The complexity of the statistical literacy construct, by emphasising the place of critical thinking, contextual understanding and students’ dispositions, offers a real challenge for assessment. Despite these challenges in terminology, several frameworks have attempted to model the features of statistical literacy, focusing mainly on a student population. Our indicator builds on these models to provide a reliable and more widely applicable measure of statistical literacy.

*Empirical frameworks*

Gal (2004) developed one of the first models evaluating the understanding of statistics by adults. In this model, cognitive and dispositional components interact together. In particular, statistical literacy presupposes the use of five interrelated cognitive elements: mathematical knowledge, statistical knowledge, literacy skills, knowledge of the context and critical questions. An important claim in Gal’s model is that all components leading together to adopt a statistical literacy behaviour constitute a dynamic set of knowledge and dispositions, strongly context-dependent and interrelated entities. Gal particularly examines how a person’s dispositions or attitudes toward data and statistics interact with these knowledge bases to motivate a critical thinking about statistics. Once a certain level of statistical literacy is reached, individuals would be able to automatically transfer their skills to evaluating everyday life statistical information they encounter. Gal’s model draws the important implications that anyone lacking these skills is functionally illiterate as a responsible, informed and productive citizen and worker. As suggested by Batanero (2002), Gal’s model is useful for understanding what statistical literacy involves and for helping policy makers to take decisions at a macro-level of analysis. Its strength is that Gal offers a full definition along with the necessary components to achieve statistical literacy. However, analysing statistical concepts related to this notion requires to use more specific micro-level models (and somewhat a less exigent definition).

A second model, the Statistical Literacy Construct from Watson and Callingham, (2003) builds on the Structure of Observed Learning Outcomes (SOLO) taxonomy developed by Biggs and Collins (1982) to hierarchize statistical thinking into six stages of skills, that can be viewed as a progression of levels of statistical understanding. As suggested by Callingham (2007), the boundaries between levels are not rigid. The strength of this model is that its statistical literacy scale has been widely validated by researchers, based on responses from a large number of students in Australia. At the top two levels of the Watson and Callingham, (2003) construct, students display skills matching the critical-thinking skills of the third tier of the Statistical Literacy Hierarchy in Biggs and Collins (1982). This model of measuring statistical literacy was born to solve the lack of research proposing methods to measure students’ progress -- despite statistical literacy being part of the school curriculum.
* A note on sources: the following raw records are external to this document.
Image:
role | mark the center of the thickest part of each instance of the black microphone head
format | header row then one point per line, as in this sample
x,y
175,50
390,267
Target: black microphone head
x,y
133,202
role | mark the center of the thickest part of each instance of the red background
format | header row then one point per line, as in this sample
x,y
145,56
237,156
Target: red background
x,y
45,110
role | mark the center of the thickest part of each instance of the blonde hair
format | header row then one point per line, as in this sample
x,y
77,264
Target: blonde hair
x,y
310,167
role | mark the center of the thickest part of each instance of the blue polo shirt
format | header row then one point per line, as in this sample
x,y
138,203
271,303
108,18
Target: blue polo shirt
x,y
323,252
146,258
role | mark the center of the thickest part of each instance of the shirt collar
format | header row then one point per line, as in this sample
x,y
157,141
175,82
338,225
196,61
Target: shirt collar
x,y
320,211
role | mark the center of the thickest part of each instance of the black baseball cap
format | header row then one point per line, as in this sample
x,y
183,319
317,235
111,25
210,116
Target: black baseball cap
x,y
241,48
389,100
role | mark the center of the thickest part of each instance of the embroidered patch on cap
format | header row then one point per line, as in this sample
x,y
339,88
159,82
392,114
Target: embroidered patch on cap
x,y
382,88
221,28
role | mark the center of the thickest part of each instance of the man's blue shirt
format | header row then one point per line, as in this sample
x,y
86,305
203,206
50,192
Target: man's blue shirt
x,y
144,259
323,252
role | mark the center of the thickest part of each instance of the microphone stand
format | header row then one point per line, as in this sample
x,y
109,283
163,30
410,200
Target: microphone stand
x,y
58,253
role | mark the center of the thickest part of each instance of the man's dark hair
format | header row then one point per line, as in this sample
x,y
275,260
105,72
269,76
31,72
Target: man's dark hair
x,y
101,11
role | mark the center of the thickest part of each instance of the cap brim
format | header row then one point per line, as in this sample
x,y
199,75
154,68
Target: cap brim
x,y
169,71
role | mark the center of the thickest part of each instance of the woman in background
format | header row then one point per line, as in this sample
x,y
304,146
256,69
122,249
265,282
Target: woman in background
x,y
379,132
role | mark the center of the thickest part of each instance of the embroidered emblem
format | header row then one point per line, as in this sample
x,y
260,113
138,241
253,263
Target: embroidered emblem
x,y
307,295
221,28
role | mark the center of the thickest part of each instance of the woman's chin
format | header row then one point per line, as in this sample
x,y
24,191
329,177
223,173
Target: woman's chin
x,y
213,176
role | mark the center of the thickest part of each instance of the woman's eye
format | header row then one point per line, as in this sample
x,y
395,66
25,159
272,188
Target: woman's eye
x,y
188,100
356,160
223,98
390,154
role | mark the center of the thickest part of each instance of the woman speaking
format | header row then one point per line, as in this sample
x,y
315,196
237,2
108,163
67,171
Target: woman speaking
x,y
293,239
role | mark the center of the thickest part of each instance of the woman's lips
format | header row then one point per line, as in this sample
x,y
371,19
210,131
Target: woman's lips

The differences in approaches between the Gal (2004) and Watson and Callingham (2003) model can partly be explained by the fact that Gal’s construct is developed for an adult population while the construct of Watson and Callingham was developed for students. These two main frameworks for statistical literacy are by no means the only ones. Wild and Pfannkuch (1999) proposed a model for statistical thinking in empirical enquiry, built upon statistics education literature and interviews with statisticians and undergraduate students. Reading (2002) relies on the SOLO taxonomy across five areas of statistics[4] to build a “profile for statistical understanding”. This methodology, as well as the one developed by Jones et al. (2000)[5], is very similar to the hierarchical model of Watson and Callingham (2003).

As a framework, we adapt ourselves the taxonomy developed in Watson and Callingham (2003). The main methodological contribution of our paper is that it develops text mining methods to measure literacy and critical thinking based on articles from RSS feeds of national newspapers. By relying on text mining techniques, our methodology targets mainly journalists and newspaper readers. This excludes the illiterate population and those without access to print or online media. Moreover, this paper contributes to the existing literature by targeting a population that is not limited to students. The original statistical literacy construct of Watson and Callingham (2003) involves six stages: Idiosyncratic, informal, inconsistent, consistent non critical, critical, and critical mathematical. This taxonomy is developed for students in grades 5 to 10. Our interest is in an adult population and therefore attention is on the top three levels of the taxonomy, as characterised in Table 1.

Table 1. Statistical literacy construct, adapted from Watson and Callingham (2003)

Level |
Brief characterization of levels |
---|---|

1: Consistent Non-critical | Appropriate but non-critical engagement with context, multiple aspects of terminology usage. |

2: Critical | Critical, questioning engagement in contexts that do not involve proportional reasoning, but which do involve appropriate use of terminology. |

3: Critical Mathematical | Critical, questioning engagement with context, using proportional reasoning particularly in chance contexts, showing appreciation of the need for uncertainty in making predictions, and interpreting subtle aspects of language. |

*Existing data sources*

There are several existing data sources and indicators that were initially considered for the purpose of this study but not implemented. The main reasons were that they are reported infrequently and/or are not comparable across countries. These indicators and their limitations are discussed below.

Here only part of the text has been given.